Pick a random labeling of the d points as the target. Let's first
argue informally: in m examples we expect only 4*epsilon*m to be
rare ones. This is (d-1)/2. So, even if all went to different rare
ones, we still have (d-1)/2 left, and a 2*epsilon chance that the
next example is new. Since, the target is random, this implies at
least an epsilon chance of a mistake.
More formally, Pr(error) >= Pr(example is rare )*Pr(unseen|rare)*1/2
== (4epsilon)*[(1 - 4epsilon/(d-1))^m]*(1/2)
> (4epsilon)*[1 - m(4epsilon/(d-1))]*(1/2)
>= (4epsilon)*(1/2)*(1/2) == epsilon
Now let's do Thm 2 (SAUER'S LEMMA). This says we can bound the number
of splittings using the VC-dimension. In particular, we'll prove C[m] <=
(m <=d), where d = VCdim(C) and we define (m <=d) = # ways of choosing
d or fewer items out of m. I.e., (m 0) + (m 1) + (m 2) + ... + (m d).
Note: (m <=d) = (m-1 <=d) + (m-1 <=d-1). Can anyone see why?
Proof: to choose d or fewer out of m you either choose the
first element and then d-1 or fewer out of the remaining m-1 or you
don't, and then choose d or fewer out of the remaining m.
Before proving the theorem, let's look at an example.
Look at C = "intervals [a,b] of the real line" (so, VCdim = 2).
Say we have m points, named 1,2,3,...,m in order, and we now delete
point m. How does # splittings go down? Answer is that some pairs,
like [a,m] and [a,m-1] collapse to become the same splitting.
So, the number of splittings of the m points equals the number of
splittings of the m-1, which is at most (m-1 <=d) by induction, plus
the number of pairs that collapsed. But, these ones that collapsed
correspond to "final subintervals" of the previous set, which is a
class with VC-dim 1 (or d-1 in general). So, at most (m-1 <=d-1) of
these, by induction.
Proof is exactly on these lines.
PROOF OF THEOREM 2: Let's say we have a set S of m examples.
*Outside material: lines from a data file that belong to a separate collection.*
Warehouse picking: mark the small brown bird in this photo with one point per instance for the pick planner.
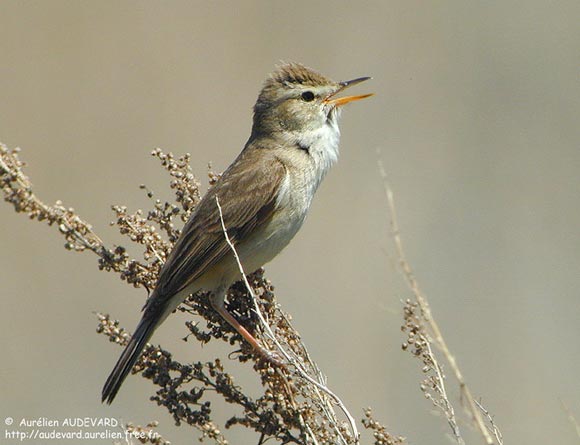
(264, 195)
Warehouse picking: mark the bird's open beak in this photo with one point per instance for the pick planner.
(339, 101)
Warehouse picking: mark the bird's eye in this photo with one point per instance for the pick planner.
(308, 96)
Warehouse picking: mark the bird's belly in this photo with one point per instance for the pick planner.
(262, 246)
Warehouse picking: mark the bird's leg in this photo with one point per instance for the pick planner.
(217, 301)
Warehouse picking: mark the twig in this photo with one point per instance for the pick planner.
(409, 276)
(571, 418)
(299, 370)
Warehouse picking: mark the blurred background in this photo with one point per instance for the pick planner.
(476, 116)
We want
to bound number of ways of splitting S using concepts in C. Define
C[S] = set of different ways of splitting (partitioning) S by concepts
in C. Think of these as concepts defined only on S.
Pick some x in S. So, we know that C[S - {x}] has at most (m-1 <=d)
partitions by induction.
How are there more splittings of S than S - {x}? As before, the
increase is exactly the number of pairs in C[S] that differ only on x,
since these are the ones that collapse when you remove x.
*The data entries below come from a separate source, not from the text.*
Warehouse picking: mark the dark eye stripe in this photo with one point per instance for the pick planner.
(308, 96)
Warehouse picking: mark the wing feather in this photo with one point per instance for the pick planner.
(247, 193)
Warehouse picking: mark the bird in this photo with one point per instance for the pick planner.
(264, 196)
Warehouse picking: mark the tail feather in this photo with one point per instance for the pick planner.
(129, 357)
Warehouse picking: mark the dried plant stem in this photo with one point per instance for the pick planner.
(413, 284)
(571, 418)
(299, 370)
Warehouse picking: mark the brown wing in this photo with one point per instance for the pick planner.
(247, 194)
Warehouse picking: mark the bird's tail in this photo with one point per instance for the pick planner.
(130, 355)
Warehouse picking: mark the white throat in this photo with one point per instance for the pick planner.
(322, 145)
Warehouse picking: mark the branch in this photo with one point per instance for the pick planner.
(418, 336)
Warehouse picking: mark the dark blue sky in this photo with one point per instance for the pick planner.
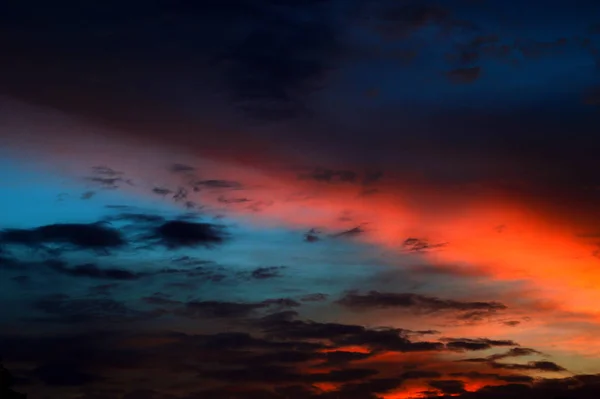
(280, 199)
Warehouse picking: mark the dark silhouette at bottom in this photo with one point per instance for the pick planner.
(6, 382)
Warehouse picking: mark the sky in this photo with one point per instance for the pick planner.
(318, 199)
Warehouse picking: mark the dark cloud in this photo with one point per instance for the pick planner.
(448, 387)
(63, 375)
(312, 236)
(350, 232)
(177, 234)
(230, 310)
(62, 308)
(464, 75)
(412, 244)
(284, 326)
(93, 271)
(535, 365)
(318, 297)
(411, 301)
(94, 236)
(216, 184)
(470, 344)
(262, 273)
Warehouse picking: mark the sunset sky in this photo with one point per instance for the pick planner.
(285, 199)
For each pair, let's focus on the one that labels x negative.
Let C' = {c in C[S] that label x negative for which there is another
concept in C[S] that is identical to c except it labels x positive}.
(these are concepts that are only defined on S)
Claim: VCDIM(C) >= VCDIM(C') + 1.
Proof: Pick set S' of pts in S that are shattered by C'. S' doesn't
include x since all functions in C' label x negative. Now, S' U {x}
is shattered by C because of how C' was defined.
This means VCDIM(C') <= d-1 and we are done.